特に反対する理由もないし、セインの戦い方を知りつつレベル上げも手伝えるだろうから大丈夫という内容と北西の草原にいる旨の返事を送り、フレンドリストからセインを選んでパーティ申請した。
セインは即座に承認したらしく、パーティ一覧にセインの名前が追加された。
それと殆ど同時にメッセージも来た。
今度の内容は「たくさんのブラウンラビットに襲われたら負けるかもしれないので迎えに来て欲しい」というものだった。
ブラウンラビットに囲まれたら負けるかもしれないって精霊使いはどんな職業なんだろう。
北門へ迎えに行くと返事をしてから立ち上がり、騎士人形を先頭に進む。
今度は変なものに遭遇することなく北門に到着したので、騎士人形をアイテムバッグに収納してから門を通った。
「爺!よろしく!」
門の内側に入るとすでにセインは待っていて、僕にに気づいて走って来て、なぜかビシッと敬礼しながら声をかけてきた。
「うん。こちらこそよろしく」
何もしないのはダメかと思って軽く手をあげたんだけど、セインはそれで満足したみたいでうんうんと頷いている。
「それで、今から何するの?」
「他のメンバーとの合流は昼からだから、セインのレベル上げをしようと思ってるんだけど大丈夫?」
「レベル上げ?別に大丈夫だけど、私が精霊を使って攻撃してもダメージは殆どないよ?」
「前に言ってた精霊の体当りだよね?それでもダメージがないの?」
「うん。精霊のレベルが低いらしくて、ブラウンラビットを倒すのに10回はしないとダメなんだー。だから、ブラウンラビットに囲まれたら私が倒しきる前に倒されちゃうよ」
精霊は物理攻撃というより魔法攻撃のイメージがあるんだけど、それが体当たりのダメージを聞いて確信に変わった。

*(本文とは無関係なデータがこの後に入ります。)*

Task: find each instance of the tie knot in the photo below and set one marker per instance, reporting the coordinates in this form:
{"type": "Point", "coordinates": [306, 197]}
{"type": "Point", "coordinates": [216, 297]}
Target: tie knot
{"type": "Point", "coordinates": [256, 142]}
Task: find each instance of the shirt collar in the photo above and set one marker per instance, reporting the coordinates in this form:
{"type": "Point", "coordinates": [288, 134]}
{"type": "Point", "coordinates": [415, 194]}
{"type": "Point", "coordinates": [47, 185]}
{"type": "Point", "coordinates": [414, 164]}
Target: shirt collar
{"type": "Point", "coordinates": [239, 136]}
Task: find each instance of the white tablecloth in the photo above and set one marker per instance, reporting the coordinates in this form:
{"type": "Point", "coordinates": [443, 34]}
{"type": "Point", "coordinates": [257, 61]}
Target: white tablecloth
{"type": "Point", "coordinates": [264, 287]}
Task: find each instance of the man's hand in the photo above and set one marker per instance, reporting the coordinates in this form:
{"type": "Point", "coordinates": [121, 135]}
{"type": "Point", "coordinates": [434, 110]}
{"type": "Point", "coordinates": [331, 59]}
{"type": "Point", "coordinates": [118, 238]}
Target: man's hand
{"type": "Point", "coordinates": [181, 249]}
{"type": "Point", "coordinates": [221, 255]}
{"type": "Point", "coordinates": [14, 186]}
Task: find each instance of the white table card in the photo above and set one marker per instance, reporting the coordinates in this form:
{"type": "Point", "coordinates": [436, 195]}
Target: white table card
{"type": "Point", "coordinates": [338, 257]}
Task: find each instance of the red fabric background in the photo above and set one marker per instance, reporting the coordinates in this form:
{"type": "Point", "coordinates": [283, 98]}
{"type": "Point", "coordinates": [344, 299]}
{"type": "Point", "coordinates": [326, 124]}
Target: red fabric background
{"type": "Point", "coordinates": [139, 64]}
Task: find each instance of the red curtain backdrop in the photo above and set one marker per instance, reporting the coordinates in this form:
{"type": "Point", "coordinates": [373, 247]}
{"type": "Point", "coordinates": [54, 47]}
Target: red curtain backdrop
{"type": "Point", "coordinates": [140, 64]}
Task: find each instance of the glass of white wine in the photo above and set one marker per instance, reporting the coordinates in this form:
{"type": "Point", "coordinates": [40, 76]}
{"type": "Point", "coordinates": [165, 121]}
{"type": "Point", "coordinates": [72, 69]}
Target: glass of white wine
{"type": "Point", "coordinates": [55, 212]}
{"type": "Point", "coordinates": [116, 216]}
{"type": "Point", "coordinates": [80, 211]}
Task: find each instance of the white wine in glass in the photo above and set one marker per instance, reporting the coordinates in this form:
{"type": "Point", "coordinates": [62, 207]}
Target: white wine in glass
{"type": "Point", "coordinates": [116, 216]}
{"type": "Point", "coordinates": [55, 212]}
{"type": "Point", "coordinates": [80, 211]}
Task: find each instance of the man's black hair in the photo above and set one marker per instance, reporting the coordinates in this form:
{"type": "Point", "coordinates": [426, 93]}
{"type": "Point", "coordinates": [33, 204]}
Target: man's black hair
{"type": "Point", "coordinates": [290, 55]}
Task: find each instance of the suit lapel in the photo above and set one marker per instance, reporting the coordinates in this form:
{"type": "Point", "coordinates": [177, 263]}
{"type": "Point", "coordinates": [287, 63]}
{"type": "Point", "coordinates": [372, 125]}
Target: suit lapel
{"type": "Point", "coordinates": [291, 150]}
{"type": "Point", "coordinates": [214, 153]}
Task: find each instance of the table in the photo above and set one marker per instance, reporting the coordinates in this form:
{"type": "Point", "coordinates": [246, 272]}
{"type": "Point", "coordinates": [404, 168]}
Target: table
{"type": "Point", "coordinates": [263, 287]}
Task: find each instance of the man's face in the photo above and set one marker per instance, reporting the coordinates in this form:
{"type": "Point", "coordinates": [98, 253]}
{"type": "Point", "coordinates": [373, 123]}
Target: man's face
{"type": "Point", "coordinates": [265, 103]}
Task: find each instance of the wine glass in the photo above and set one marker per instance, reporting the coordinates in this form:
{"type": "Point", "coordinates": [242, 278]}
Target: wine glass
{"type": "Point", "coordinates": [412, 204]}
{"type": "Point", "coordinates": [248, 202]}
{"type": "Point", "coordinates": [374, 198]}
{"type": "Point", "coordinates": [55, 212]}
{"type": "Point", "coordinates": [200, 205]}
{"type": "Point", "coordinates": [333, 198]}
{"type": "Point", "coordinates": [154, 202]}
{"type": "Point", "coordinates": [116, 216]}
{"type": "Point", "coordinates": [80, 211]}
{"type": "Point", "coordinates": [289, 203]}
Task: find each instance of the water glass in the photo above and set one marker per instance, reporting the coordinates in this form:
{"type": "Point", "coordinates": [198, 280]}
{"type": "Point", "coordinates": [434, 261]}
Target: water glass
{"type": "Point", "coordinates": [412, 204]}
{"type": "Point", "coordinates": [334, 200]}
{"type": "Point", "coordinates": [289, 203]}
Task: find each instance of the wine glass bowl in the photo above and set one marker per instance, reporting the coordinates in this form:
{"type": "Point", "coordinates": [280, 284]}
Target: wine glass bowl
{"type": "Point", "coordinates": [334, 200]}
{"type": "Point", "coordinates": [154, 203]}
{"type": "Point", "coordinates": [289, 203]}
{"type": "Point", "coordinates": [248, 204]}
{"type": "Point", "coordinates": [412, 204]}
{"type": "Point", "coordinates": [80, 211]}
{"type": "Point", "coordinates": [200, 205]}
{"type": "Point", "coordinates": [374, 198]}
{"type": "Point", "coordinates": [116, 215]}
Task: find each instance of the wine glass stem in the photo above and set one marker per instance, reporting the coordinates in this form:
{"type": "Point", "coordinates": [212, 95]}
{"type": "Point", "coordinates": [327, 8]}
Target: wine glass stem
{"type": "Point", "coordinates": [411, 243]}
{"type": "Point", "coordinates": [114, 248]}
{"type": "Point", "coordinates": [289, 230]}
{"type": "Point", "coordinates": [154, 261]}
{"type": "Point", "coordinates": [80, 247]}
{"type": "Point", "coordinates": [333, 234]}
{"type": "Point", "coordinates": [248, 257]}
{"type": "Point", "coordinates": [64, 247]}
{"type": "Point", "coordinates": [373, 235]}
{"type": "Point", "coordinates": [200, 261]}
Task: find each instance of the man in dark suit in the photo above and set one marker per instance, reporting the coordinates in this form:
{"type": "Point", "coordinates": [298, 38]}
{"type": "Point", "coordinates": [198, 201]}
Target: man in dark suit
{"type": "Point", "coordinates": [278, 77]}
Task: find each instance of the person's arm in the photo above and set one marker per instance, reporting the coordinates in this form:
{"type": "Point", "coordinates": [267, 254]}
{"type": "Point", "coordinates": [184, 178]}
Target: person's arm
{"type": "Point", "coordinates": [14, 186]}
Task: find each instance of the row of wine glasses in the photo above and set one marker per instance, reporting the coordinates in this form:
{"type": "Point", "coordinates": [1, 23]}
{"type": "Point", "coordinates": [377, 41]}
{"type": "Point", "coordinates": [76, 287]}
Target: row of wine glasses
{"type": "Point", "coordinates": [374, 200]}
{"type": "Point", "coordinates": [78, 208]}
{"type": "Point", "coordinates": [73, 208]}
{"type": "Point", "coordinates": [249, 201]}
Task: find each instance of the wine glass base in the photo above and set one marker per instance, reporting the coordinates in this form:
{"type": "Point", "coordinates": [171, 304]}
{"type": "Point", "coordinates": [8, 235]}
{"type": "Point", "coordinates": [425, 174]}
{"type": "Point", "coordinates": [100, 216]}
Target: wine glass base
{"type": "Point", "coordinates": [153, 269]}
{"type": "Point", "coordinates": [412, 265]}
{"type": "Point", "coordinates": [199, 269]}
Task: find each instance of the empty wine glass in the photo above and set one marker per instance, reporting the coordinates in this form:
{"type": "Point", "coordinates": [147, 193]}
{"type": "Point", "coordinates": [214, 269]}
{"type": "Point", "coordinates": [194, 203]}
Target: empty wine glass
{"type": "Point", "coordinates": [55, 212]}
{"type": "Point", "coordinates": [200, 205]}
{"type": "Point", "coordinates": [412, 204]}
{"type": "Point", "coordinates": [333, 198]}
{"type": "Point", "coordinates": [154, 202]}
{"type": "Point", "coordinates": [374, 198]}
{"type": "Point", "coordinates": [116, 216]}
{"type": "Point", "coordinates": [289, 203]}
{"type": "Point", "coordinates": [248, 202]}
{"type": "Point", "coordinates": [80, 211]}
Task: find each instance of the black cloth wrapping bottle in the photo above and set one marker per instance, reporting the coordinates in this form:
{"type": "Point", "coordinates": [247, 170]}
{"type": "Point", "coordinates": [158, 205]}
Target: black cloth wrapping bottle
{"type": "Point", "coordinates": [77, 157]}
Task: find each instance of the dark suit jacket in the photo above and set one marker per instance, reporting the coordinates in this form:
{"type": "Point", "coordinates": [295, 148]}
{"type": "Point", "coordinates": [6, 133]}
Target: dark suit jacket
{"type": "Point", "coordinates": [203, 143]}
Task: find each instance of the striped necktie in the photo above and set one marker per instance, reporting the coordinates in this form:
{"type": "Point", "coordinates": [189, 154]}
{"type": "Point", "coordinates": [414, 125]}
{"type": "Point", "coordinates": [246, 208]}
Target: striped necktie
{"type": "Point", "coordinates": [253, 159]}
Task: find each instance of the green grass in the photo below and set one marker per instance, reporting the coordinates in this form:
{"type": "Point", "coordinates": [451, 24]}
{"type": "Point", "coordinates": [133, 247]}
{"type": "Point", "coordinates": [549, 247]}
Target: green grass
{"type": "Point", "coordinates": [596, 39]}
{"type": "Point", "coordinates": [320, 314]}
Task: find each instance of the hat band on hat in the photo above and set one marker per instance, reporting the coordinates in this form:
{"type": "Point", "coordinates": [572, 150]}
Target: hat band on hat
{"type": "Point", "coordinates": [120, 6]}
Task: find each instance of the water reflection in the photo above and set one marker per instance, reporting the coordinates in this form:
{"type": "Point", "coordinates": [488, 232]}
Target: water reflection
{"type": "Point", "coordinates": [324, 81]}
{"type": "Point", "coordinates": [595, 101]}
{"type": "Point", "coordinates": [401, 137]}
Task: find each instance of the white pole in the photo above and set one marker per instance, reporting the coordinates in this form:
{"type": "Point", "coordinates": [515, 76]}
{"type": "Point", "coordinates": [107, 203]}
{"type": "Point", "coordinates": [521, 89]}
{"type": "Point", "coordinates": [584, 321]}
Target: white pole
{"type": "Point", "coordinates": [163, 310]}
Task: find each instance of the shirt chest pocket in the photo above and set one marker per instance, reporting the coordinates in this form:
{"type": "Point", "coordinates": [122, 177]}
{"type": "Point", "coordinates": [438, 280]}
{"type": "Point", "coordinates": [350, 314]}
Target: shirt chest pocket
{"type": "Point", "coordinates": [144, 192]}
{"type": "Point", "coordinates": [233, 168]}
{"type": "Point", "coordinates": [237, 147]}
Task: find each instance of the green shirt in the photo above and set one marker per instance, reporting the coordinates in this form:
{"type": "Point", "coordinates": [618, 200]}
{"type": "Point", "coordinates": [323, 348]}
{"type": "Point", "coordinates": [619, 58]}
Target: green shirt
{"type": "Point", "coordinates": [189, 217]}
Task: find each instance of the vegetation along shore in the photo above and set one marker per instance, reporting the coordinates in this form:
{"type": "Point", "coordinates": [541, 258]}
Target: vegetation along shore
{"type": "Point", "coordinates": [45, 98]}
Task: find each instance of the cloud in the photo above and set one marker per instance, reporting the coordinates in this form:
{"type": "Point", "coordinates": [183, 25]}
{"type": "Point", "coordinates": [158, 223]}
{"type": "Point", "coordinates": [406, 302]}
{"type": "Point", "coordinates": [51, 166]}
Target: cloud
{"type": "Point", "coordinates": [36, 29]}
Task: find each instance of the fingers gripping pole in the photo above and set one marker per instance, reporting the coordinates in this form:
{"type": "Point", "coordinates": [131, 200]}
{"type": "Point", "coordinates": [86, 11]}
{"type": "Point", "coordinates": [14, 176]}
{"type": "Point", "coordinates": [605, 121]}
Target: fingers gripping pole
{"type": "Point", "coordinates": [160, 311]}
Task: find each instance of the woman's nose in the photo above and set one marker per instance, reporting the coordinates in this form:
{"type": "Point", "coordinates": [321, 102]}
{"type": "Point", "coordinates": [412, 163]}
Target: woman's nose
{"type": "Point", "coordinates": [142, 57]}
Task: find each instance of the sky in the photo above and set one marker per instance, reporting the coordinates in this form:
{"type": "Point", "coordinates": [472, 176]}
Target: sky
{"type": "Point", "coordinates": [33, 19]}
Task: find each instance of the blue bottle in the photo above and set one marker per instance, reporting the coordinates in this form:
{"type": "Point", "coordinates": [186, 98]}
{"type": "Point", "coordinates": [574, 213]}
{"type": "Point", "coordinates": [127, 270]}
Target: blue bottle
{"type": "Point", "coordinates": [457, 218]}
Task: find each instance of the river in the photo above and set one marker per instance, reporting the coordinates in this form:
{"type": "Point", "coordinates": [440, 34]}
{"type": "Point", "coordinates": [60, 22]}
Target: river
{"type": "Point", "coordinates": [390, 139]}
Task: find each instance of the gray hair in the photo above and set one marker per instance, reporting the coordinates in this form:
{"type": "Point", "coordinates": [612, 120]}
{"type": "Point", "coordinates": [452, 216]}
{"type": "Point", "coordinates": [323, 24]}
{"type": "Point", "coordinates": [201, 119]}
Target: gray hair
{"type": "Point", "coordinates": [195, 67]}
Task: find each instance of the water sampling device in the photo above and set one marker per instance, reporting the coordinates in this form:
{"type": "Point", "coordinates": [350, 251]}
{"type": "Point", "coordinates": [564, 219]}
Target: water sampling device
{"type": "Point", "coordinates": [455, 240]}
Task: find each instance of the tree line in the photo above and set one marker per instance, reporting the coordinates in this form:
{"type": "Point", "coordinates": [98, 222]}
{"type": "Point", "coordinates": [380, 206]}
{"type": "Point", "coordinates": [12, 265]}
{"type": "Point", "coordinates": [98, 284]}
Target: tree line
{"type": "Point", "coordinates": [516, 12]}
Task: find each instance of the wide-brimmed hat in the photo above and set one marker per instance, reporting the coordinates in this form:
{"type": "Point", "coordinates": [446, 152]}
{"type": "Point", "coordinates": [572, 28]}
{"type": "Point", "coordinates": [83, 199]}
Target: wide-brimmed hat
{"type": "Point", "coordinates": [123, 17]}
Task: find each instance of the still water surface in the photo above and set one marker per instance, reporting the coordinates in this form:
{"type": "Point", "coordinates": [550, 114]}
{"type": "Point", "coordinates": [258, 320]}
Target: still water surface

ブラウンラビットを倒すのに10回も体当たりが必要だなんて攻撃力が低い証拠だ。
「なるほど。でも、モンスターを倒すのは僕に任せてくれればいいよ。そこまで強いモンスターが出てくるところには行かないから大丈夫」
「ふーん。まぁ、街の外のことはわからないから爺に任せる!」
「わかった。それじゃあ属性付与について聞きたいんだけど、教えてもらえる?」
セインのレベルを上げるために行こうとしているのは西の海岸だ。
魔法攻撃をしてくるモンスターや、物理攻撃に強くて魔法攻撃や属性攻撃に弱いモンスターが多いから、以前セインから聞いた属性付与が有効だったら昼からこっちに向かってもいいと思う。
そのための実験も兼ねて行くつもりだ。
「属性付与は武具や人に精霊を宿らせて、精霊と同じ属性にする技だね。モンスターの弱点がわかれば効率的に戦えるらしいよ」
「なるほど。それじゃあ、それが活躍しそうな西の海岸に行こう」
「わかった!」
途中でポーションを補充してから西門へ向かう。
お店の人がセインを見つけるとポーション代を割り引いてくれた。
セインがここでポーションの荷運びをしたり、素材街の近くに生えている薬草を採集したことで仲良くなったらしい。
メルカトリア人と仲良くなると色々してくれるらしいので街中のクエストも侮れないらしい。
僕も時間があるときに何かやってみようかな。